Marcus P. Norton? – You’re Kidding, Right?

January 9, 2012

I looked over my blog stats for this first week of the new year and saw that the #1 search string that brought visitors to my blog as “Marcus P. Norton”.

What? Really!?! Surely you’ve got to be kidding!

Who was this Marcus P. Norton, you ask?

I have mentioned him in four of my previous posts:
7/3/2009 – the Earliest Case of Going Postal on Record
5/15/2011- Yes, His Name is Still Mudd
5/16/2011- Still Mudd II
5/23/2011-Still Mudd… III

Other than my rather curious interest in this very obscure character from American history, I had no idea someone would actually be interested enough to search for the guy!

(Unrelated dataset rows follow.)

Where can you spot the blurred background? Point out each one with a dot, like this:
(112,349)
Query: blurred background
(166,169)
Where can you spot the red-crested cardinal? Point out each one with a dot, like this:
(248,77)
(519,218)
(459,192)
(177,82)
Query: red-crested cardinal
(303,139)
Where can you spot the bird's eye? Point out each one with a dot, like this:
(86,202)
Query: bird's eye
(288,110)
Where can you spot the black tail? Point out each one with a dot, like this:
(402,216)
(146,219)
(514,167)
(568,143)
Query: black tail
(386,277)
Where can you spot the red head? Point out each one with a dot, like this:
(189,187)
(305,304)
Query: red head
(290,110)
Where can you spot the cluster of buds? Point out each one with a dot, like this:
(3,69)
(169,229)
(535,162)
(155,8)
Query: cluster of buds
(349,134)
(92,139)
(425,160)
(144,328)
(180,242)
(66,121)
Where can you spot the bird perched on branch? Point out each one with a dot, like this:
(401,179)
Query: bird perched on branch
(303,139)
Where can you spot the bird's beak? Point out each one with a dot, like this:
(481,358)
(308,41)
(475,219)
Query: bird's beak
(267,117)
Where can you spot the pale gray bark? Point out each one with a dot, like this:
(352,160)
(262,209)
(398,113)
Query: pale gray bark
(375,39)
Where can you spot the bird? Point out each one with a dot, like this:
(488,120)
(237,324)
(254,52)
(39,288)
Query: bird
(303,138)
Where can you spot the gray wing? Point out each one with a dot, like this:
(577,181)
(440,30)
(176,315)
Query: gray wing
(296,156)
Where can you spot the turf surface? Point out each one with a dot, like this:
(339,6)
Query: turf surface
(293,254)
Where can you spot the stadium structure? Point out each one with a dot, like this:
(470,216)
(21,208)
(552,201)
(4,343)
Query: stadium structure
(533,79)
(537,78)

But, since the searcher left no note mentioning their interest in the guy, one can only wonder what the heck was going through their minds?! What were they thinking? Better yet, what were they smoking?

If you missed the earlier postings (or don’t want to bother looking for them) Norton is the person who implicated Dr. Mudd in the Lincoln Assassination case. And it is only his testimony that performed this act. Others saw Mudd elsewhere on the day in question and – though the defense attorneys attempted to have his testimony impeached – his testimony was allowed to override the others’ sworn word. And this even though the guy had been impeached in previous trials and was proven to have mis-remembered the day in question by none other than the Clerk of the Supreme Court!

And this does not even take into account his presence at Ford’s Theater in the week before the assassination, when the manager of the theater was forced to break the lock on the box adjacent to the one in which Lincoln would be killed in a few short days.

What has that to do with the death of Lincoln? What has his perjuring before the tribunal really covering up?

Marcus P. Norton did not tell anyone what was really going on but it is enough questions to open some sort of investigation, I should think. Especially when we are talking about the “crime of the century”.

Scott’s Standard Catalog of U. S. Stamps still lists Norton as the inventor of the first postal cancellation machine… and this even in the face of the Patent Office throwing out his patent in 1871 because he could produce no evidence to reapply for patents on that invention or any of the many other inventions he had patented.

And why did they throw it out? Norton was a patent attorney and he (and others) had been accused of stealing the inventions rather than patenting them for the rightful inventors. Since Norton had no data on any of these patents other than the original (purportedly stolen) documents, he lost all the patents.

Really?! No one thought it odd that a patent attorney was also an engineer and a machinist in his spare time!!

What were they thinking??

Anyway, we will probably never know who really invented the canceling device. Or why he perjured himself at the trial of the century.